In this article, you learn two things — first, how to detect bird species and how to train using computer vision pre-trained model YOLOv8 in a custom dataset.
Keep reading 🔥
Note : If you follow this article so make sure you using GPU.
All the code in this article you find on GitHub 👨💻
Dataset — In this article, I am using the cup 200 species dataset available on Kaggle.
This dataset has under 200 different types of categories of images and labels such as Acadian Flycatcher, American Crow, American Goldfinch, and many more.
Unzip Dataset
Once you successfully download it. Then see if the dataset format is a zip file, so your first step is to unzip the file. First, create a dataset folder then unzip 📁the actual dataset file and move to this folder.
!mkdir Dataset # Create new Dataset Folder
# Uzip the actual dataset file and move to Dataset folder
!unzip '/content/drive/MyDrive/new_article/Bird-species/cub_200_2011_xml.zip' -d '/content/Dataset/'
You notice when running above the code see a huge of output come from. That time don’t confuse this is an image and label file.
Install The Ultralytics Package In Your Notebook
We first import the Ultralytics package in our notebook, because I am using the YoloV8 model. But some other libraries need complete our detection project complete.
Let’s write some code and import other libraries!
import torch
from IPython.display import Image # for displaying images
import os
import random
import shutil
from sklearn.model_selection import train_test_split
import xml.etree.ElementTree as ET
from xml.dom import minidom
from tqdm import tqdm
from PIL import Image, ImageDraw
import numpy as np
import matplotlib.pyplot as plt
from ultralytics import YOLO
Extract XML File
In this section, I create one function to extract XML files and return a Python dictionary. See the below code.
# Function to get the data from XML Annotation
def extract_xml_file(xml_file):
xml_root = ET.parse(xml_file).getroot()
# Initialise the info dict
img_info_dict = {}
img_info_dict['bboxes'] = []
# Parse the XML Tree
for elem in xml_root:
# Get the file name
if elem.tag == "filename":
img_info_dict['filename'] = elem.text
# Get size of the image
elif elem.tag == "size":
image_size = []
for subelem in elem:
image_size.append(int(subelem.text))
img_info_dict['image_size'] = tuple(image_size)
# Get bounding box of the image
elif elem.tag == "object":
bbox = {}
for subelem in elem:
if subelem.tag == "name":
bbox["class"] = subelem.text
elif subelem.tag == "bndbox":
for subsubelem in subelem:
bbox[subsubelem.tag] = int(subsubelem.text)
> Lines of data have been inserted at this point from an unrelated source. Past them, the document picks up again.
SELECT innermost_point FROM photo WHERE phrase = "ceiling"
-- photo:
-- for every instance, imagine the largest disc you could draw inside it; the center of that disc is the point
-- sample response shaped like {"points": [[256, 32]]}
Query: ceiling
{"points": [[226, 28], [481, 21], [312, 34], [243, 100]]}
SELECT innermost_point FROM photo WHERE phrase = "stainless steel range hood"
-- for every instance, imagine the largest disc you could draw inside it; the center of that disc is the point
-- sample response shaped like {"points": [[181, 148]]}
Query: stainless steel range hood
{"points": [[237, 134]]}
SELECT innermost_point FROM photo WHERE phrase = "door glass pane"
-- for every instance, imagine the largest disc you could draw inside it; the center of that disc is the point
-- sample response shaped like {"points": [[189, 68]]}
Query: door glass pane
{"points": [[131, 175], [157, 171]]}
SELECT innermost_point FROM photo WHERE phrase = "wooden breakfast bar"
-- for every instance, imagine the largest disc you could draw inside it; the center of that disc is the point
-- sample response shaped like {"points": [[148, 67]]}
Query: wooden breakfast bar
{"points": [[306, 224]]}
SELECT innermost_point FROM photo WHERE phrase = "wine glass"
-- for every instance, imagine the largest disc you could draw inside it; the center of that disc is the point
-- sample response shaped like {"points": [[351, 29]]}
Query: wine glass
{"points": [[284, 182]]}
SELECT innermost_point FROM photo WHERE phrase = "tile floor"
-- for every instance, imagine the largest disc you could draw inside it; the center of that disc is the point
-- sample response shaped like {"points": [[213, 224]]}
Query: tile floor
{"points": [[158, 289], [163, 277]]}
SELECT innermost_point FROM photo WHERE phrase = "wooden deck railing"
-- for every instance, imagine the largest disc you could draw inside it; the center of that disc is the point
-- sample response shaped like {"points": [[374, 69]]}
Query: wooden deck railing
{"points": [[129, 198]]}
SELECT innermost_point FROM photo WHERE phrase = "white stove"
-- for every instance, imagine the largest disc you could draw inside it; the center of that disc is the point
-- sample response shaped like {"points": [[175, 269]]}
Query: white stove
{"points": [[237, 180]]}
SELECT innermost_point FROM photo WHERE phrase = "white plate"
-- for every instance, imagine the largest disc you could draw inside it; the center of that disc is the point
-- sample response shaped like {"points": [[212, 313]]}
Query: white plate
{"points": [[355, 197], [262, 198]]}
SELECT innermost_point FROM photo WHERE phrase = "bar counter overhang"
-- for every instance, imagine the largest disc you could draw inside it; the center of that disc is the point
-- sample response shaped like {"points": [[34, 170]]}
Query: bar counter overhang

img_info_dict['bboxes'].append(bbox)
return img_info_dict
Note 🔥**:** Check the above function and see works properly or not.
print(extract_xml_file('/content/Dataset/train_labels/Acadian_Flycatcher_0003_29094.xml'))
# OUTPUT 🔻
# {'bboxes': [{'class': 'Acadian Flycatcher', 'xmin': 216, 'ymin': 68, 'xmax': 403, 'ymax': 344}], 'filename': 'Acadian_Flycatcher_0003_29094', 'image_size': (500, 400, 3)}
Note 🔥: It’s my result and your result is the same meaning your function works properly.
Get Class Names And Mapping Them To Unique Numbers
In this section, I get all the actual labels and store them on a list. When all labels are complete store and then mapping to a unique number.
class_names = [] # This list container store on all label
class_name_to_id_mapping = {} # This dictionary container mapping all label to unique number.
# get all class names and store on class_name list
def get_class_names(info_dict):
for b in info_dict['bboxes']:
class_names.append(b['class'])
def mapping_to_class_name_to_id(class_names):
unique_class_names = np.unique(class_names)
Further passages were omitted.